Does Object Binding Naturally Emerge in Large Pretrained Vision Transformers?

Object binding, the brain's ability to bind the many features that collectively represent an object into a coherent whole, is central to human cognition. It groups low-level perceptual features into high-level object representations, stores those objects efficiently and compositionally in memory, and supports human reasoning about individual object instances. While prior work often imposes object-centric attention (e.g., Slot Attention) explicitly to probe these benefits, it remains unclear whether this ability naturally emerges in pre-trained Vision Transformers (ViTs).

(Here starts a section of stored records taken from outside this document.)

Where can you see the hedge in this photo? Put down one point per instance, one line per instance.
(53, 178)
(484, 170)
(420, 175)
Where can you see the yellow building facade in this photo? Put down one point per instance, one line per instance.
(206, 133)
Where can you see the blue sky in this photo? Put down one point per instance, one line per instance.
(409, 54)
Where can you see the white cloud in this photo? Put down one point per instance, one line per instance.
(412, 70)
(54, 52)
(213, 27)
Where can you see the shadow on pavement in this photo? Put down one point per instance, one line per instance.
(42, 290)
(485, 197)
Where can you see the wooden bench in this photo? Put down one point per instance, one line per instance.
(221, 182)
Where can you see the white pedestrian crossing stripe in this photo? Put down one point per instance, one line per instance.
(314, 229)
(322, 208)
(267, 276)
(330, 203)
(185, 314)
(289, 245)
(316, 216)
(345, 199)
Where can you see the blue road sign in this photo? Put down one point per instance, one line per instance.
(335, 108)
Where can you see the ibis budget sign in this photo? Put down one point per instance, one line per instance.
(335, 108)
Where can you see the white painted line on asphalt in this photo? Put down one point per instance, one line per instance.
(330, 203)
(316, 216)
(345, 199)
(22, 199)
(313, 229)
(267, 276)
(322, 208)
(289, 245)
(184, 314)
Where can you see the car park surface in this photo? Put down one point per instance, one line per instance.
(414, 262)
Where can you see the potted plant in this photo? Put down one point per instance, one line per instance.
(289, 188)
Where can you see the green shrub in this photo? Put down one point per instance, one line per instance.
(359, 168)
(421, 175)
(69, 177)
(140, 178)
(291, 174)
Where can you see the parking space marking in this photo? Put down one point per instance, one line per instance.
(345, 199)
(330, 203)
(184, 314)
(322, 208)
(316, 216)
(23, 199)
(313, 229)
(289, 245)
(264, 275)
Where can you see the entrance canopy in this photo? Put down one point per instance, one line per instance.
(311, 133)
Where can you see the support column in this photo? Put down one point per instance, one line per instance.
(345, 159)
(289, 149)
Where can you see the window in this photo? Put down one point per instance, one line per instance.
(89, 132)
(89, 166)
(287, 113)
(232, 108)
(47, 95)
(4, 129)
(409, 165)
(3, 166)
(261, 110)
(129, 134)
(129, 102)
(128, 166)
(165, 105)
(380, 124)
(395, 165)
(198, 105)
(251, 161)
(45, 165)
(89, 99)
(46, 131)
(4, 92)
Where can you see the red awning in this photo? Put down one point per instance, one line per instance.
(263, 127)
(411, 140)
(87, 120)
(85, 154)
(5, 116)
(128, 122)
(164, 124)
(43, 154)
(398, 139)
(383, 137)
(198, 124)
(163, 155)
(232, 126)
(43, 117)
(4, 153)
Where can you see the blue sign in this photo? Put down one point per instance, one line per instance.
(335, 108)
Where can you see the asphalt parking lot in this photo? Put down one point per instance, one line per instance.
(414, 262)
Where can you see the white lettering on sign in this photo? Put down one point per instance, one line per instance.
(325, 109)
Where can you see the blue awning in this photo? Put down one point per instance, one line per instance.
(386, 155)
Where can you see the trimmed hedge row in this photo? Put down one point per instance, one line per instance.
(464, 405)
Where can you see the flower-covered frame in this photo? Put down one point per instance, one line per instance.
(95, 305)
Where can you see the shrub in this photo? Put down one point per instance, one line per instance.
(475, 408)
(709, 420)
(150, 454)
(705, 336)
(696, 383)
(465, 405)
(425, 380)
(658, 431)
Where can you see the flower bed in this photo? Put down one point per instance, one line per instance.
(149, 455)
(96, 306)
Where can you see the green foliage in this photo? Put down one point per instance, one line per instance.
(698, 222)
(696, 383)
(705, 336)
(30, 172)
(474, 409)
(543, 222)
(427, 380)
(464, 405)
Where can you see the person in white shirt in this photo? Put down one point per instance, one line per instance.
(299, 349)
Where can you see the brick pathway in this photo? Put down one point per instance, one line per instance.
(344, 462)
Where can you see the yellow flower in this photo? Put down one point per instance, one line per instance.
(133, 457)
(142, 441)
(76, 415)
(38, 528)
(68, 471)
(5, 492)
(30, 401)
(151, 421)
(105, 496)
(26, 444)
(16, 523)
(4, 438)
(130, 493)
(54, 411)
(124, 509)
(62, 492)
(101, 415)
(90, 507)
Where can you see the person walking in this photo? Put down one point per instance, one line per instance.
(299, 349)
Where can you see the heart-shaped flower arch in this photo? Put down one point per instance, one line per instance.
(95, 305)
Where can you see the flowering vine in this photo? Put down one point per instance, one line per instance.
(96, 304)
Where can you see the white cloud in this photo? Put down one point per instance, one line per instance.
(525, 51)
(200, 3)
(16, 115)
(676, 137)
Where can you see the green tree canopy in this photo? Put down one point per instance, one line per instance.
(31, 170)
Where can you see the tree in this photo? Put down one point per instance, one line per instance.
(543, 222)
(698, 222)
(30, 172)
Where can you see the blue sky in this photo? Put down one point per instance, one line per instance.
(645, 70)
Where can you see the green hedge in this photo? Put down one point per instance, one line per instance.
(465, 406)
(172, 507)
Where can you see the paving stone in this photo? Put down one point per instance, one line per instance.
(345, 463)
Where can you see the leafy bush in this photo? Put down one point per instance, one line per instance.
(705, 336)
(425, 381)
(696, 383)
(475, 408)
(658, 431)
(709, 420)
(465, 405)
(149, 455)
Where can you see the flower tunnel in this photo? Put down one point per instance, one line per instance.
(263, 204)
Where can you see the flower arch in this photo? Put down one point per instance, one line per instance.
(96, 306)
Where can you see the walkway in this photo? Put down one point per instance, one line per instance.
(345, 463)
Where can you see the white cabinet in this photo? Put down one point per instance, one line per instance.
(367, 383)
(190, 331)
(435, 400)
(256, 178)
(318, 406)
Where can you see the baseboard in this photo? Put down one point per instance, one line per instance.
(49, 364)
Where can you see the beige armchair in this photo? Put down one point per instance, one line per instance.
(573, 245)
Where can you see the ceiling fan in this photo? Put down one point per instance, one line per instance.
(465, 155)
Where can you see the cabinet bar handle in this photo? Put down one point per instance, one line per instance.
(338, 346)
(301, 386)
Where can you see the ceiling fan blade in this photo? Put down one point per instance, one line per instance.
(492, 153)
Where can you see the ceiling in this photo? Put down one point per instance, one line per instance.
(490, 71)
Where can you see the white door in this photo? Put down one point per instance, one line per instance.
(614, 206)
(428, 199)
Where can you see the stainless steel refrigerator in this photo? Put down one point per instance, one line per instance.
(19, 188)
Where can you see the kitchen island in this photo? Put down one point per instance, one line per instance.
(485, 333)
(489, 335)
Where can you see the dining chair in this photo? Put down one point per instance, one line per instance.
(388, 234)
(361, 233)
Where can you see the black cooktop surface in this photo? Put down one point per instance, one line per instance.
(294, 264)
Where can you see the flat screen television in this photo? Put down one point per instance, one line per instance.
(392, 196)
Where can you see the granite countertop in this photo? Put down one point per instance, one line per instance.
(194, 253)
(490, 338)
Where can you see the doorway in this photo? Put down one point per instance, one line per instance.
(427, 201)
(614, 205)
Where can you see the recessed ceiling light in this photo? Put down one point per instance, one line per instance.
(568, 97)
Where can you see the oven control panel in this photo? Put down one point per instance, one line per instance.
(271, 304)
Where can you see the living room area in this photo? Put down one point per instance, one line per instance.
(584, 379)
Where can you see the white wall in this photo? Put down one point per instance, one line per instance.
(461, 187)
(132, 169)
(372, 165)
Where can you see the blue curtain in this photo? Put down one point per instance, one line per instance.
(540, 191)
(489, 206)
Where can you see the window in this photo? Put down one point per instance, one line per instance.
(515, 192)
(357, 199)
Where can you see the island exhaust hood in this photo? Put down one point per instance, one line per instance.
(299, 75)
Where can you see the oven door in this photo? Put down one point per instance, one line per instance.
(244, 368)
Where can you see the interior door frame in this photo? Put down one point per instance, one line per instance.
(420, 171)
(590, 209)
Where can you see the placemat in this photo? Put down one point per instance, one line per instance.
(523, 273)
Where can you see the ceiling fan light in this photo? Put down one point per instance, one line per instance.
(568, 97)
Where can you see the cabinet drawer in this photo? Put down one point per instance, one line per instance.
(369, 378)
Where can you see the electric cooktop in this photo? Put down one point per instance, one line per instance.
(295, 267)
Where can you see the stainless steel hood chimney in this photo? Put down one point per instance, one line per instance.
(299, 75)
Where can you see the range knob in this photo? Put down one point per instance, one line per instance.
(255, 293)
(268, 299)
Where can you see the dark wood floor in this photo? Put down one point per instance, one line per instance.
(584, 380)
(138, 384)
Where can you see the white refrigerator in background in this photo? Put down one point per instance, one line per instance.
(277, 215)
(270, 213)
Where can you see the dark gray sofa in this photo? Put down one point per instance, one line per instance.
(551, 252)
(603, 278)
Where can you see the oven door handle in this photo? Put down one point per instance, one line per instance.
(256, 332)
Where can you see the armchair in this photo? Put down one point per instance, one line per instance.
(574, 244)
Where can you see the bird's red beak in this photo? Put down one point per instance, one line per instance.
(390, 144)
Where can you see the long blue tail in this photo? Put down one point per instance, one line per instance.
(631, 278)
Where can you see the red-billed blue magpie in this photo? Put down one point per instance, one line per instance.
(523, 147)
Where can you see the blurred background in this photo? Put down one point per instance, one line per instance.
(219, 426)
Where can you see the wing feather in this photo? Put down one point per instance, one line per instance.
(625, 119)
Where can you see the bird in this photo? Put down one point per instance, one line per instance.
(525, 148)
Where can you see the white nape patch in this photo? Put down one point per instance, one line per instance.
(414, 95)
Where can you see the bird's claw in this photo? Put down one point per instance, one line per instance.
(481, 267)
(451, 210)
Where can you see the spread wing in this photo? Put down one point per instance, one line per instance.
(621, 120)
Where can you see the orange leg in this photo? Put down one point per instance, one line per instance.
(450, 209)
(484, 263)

Intuitively, they could: recognizing which patches belong to the same object should be useful for downstream prediction and thus guide attention. Motivated by the quadratic nature of self-attention, we hypothesize that ViTs represent whether two patches belong to the same object, a property we term IsSameObject. We decode IsSameObject from patch embeddings across ViT layers using a quadratic similarity probe, which reaches over 90% accuracy. Crucially, this object-binding capability emerges reliably in DINO, CLIP, and ImageNet-supervised ViTs, but is markedly weaker in MAE, suggesting that binding is not a trivial architectural artifact, but an ability acquired through specific pretraining objectives. We further discover that IsSameObject is encoded in a low-dimensional subspace on top of object features, and that this signal actively guides attention. Ablating IsSameObject from model activations degrades downstream performance and works against the learning objective, implying that emergent object binding naturally serves the pretraining objective. Our findings challenge the view that ViTs lack object binding and highlight how symbolic knowledge of "which parts belong together" emerges naturally in a connectionist system.

翻译：物体绑定是大脑将共同表征物体的众多特征整合为连贯整体的能力，这对人类认知至关重要。它将低层次感知特征组合成高层次物体表征，以高效且组合的方式将这些物体存储在记忆中，并支持人类对个体物体实例的推理。尽管先前研究常通过显式施加物体中心注意力（如Slot Attention）来探究这些优势，但预训练视觉Transformer（ViTs）中是否自然涌现出这种能力仍不明确。直观而言，它们可能具备这种能力：识别哪些图像块属于同一物体应有助于下游预测，从而引导注意力机制。基于自注意力机制的二次特性，我们假设ViTs能够表征两个图像块是否属于同一物体，这一特性我们称为IsSameObject。通过二次相似性探针从ViT各层的图像块嵌入中解码IsSameObject，其准确率超过90%。关键的是，这种物体绑定能力在DINO、CLIP和ImageNet监督训练的ViTs中均可靠地涌现，但在MAE中明显较弱，表明绑定并非简单的架构产物，而是通过特定预训练目标获得的能力。我们进一步发现IsSameObject编码在物体特征之上的低维子空间中，且该信号能主动引导注意力。从模型激活中消除IsSameObject会降低下游性能并违背学习目标，这意味着涌现的物体绑定能力自然服务于预训练目标。我们的发现挑战了“ViTs缺乏物体绑定能力”的观点，并揭示了“哪些部分属于同一整体”的符号化知识如何在连接主义系统中自然涌现。